One way or another, a crisis is coming for Florida’s economy because of the growing frequency and power of extreme weather events.

“Either insurance affordability causes the crisis, climate-induced repeated damage causes the crisis, or rising sea levels cause the crisis,” sometime in the next few decades, said Jay Guin, chief research officer for extreme events solutions at Verisk, an insurance industry risk consultant.

The crunch is already coming on the retail level. As The Wall Street Journal reported last week, the Great Florida Migration is coming undone, leaving a surplus of housing as buyers lose interest in moving south. And now extreme weather is making it worse, as more people decide to leave, putting more homes on the market as dwindling buyer interest slows sales.

A possible solution

Some insurance experts and climate watchers do see a way out of the problem: Create a federally-backed national fund to insure against climate disasters of every kind, and carefully manage the risks it underwrites.

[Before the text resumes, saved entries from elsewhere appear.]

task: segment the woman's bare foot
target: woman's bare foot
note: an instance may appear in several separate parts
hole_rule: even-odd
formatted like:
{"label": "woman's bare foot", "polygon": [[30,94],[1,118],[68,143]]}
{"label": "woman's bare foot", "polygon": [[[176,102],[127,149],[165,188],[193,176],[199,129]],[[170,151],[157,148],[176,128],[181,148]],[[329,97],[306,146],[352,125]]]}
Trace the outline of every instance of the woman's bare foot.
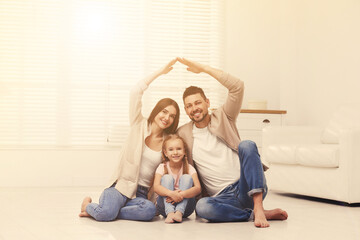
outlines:
{"label": "woman's bare foot", "polygon": [[85,197],[81,204],[81,212],[79,217],[90,217],[90,215],[86,212],[86,206],[92,202],[91,197]]}
{"label": "woman's bare foot", "polygon": [[174,215],[175,215],[174,212],[169,213],[166,216],[165,223],[174,223]]}
{"label": "woman's bare foot", "polygon": [[255,227],[267,228],[270,227],[267,221],[265,210],[261,208],[254,208],[254,225]]}
{"label": "woman's bare foot", "polygon": [[286,220],[288,218],[287,212],[280,208],[265,210],[264,213],[267,220]]}
{"label": "woman's bare foot", "polygon": [[182,216],[183,214],[180,211],[176,211],[173,217],[173,220],[175,222],[181,223],[182,222]]}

It’s not that the market has failed, forcing government to step in, it’s that private insurers are doing what they should be doing: If they can’t sell insurance at the rates they need to accommodate risk, they pull out of markets.

Cliff Rossi, a former head of global consumer risk management risk at Citi, is a leading advocate for a national climate risk insurer that would be chartered by the federal government — much like mortgage insurers Fannie Mae and Freddie Mac, which are known as government-sponsored entities, or GSEs.

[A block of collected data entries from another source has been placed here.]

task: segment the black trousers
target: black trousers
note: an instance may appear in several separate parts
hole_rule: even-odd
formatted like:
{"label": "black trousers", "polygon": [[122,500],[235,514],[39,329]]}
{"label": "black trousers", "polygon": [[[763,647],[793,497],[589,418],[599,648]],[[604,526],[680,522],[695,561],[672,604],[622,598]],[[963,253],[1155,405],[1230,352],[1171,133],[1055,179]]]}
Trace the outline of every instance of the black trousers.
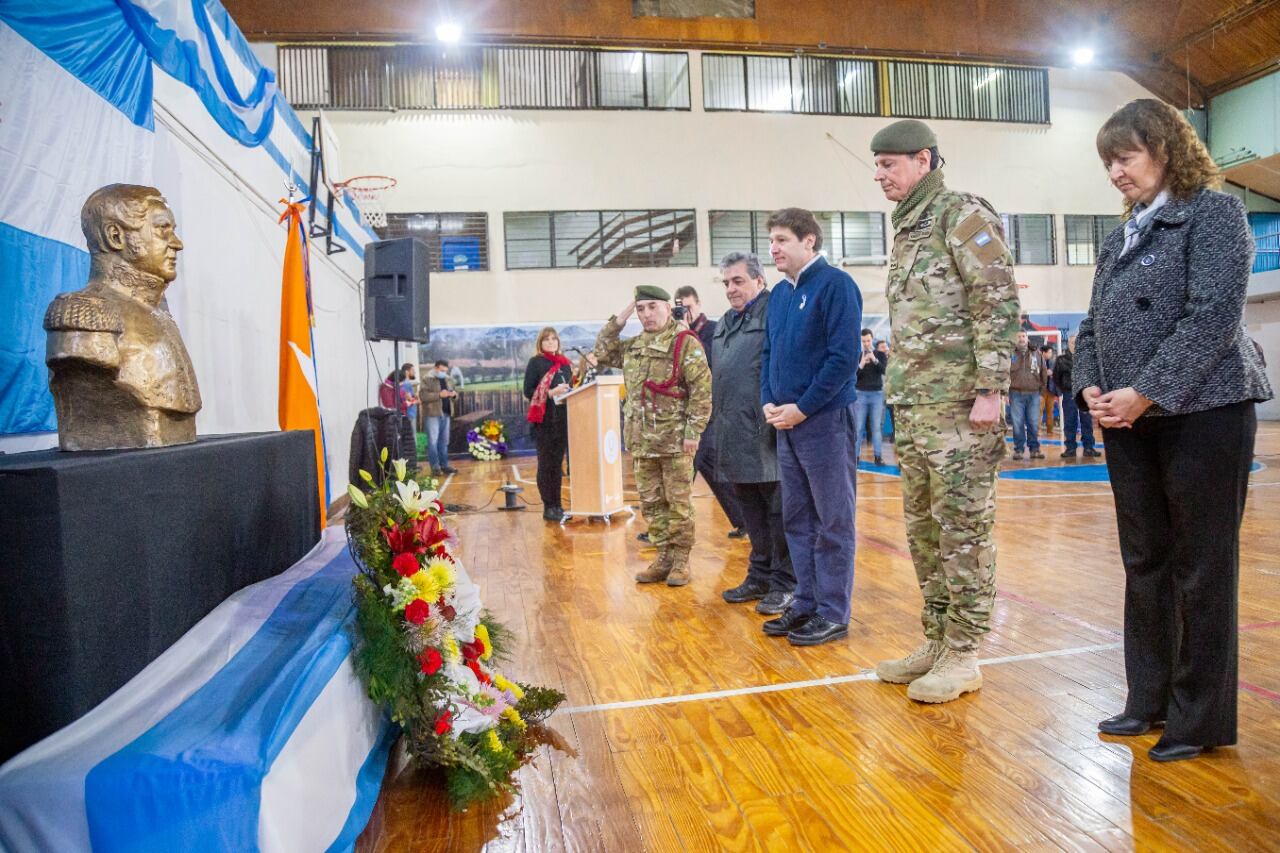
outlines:
{"label": "black trousers", "polygon": [[781,483],[734,483],[743,525],[751,539],[747,580],[767,584],[769,592],[792,592],[796,573],[782,528]]}
{"label": "black trousers", "polygon": [[1251,402],[1104,429],[1124,560],[1125,713],[1179,743],[1236,742],[1240,522]]}
{"label": "black trousers", "polygon": [[564,453],[569,446],[569,422],[563,418],[537,424],[532,429],[533,446],[538,451],[538,496],[543,506],[560,506],[560,484],[564,480]]}
{"label": "black trousers", "polygon": [[701,474],[702,479],[706,480],[707,485],[711,487],[711,493],[720,502],[720,508],[728,517],[729,524],[734,530],[741,529],[744,522],[742,509],[738,506],[738,496],[734,492],[732,483],[716,479],[716,448],[705,438],[698,445],[698,452],[693,456],[693,469]]}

Rossi, now Director of the Smith Enterprise Risk Consortium at the University of Maryland’s business school, said that anyone whose mortgage is guaranteed through Freddie or Fannie is already required to have flood insurance if their property is in a designated flood plain.

The current system, Rossi said, is flawed. “It does incentivize folks to continue to reside in these very critical areas that are increasingly exposed to [severe] storms,” he said. “We have to rethink the approach to who is allowed to have insurance.”

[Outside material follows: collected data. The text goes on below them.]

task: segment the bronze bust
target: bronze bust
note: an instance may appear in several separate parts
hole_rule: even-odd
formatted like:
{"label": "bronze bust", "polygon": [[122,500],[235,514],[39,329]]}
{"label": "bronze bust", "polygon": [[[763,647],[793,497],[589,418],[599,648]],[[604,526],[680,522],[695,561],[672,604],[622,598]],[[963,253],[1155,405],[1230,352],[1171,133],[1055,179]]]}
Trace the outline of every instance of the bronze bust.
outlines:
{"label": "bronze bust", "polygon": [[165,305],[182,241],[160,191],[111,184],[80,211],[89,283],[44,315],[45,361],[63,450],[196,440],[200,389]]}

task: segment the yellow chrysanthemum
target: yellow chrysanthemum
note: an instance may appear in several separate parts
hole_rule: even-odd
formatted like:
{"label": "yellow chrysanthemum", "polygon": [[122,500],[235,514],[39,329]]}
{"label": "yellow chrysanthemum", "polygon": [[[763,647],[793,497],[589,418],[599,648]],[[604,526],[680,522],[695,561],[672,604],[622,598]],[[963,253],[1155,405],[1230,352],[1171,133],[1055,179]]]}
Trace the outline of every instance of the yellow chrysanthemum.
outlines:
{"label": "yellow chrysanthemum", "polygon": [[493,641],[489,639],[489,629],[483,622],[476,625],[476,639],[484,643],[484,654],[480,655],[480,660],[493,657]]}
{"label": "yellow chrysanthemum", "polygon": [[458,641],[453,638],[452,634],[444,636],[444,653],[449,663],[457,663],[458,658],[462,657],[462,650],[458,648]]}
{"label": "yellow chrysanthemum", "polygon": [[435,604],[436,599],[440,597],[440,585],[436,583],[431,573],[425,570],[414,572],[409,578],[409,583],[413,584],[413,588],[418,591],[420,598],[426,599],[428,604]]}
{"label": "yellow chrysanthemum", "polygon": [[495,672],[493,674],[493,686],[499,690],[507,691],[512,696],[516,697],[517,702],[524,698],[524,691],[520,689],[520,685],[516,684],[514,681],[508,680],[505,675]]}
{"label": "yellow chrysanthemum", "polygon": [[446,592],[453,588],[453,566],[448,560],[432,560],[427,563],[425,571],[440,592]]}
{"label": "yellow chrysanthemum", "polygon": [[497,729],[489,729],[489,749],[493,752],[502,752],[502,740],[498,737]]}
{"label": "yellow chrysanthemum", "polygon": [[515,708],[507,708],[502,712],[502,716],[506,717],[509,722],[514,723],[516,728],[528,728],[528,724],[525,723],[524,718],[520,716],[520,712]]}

Denying government-backed insurance to second homes, requiring adherence to strict building codes, and limiting the amount of money that can be paid out on any one claim would limit both the damage and the cost of cleaning up and rebuilding.

State-funded insurance programs aimed at disaster recovery, like Florida’s Citizens insurance, a not-for-profit insurer of last resort with 1.26 million policies in force, have been running out of cash, Rossi noted. “If you’re concentrating on just homeowners in the state of Florida, you’ve concentrated risk to such a level that it makes it extremely expensive,” he said.

A national natural hazard insurance company?

That’s where Rossi’s Federal Natural Hazard Insurance Corporation comes in. As a GSE, the insurer would package its credit risk, much like Fannie and Freddie package their mortgage risk, and resell it on the private market. His plan would absorb FEMA’s National Flood Insurance Program, too.

“It would be part of this new federal agency that would be staffed with actuaries and scientists who are better able to qualify and price out the risk associated with all kinds of climate risk, including drought, wildfires, earthquakes as well as storms and flooding,” Rossi said. The company would then repackage its risk and sell it.

This would solve the problem of private insurers backing away from climate-related risk because of the uncertainty involved in estimating that risk. But by having an entity dedicated to the task of pricing climate risk and insuring against it, and having the federal government — backed by the U.S. Treasury — as the ultimate guarantor, the risk would be reduced to the point that businesses could rely on the insurance to be affordable and comprehensive. And the stricter qualifying requirements for the insurance would reduce the incentives for locating or rebuilding in the wrong spot.

Rossi has spent time with large insurance companies, state governments, and federal officials developing his plan. All the players seem enthusiastic, he said, but there’s only one problem: Congress. A new GSE would need Congress to approve its charter, and in a divided government that’s unlikely to happen.

“It’s going to take more of those back-to-back category 4 or 5 storms coming through,” Rossi said. “And at some point that will be the catalyst for some sort of major intervention.”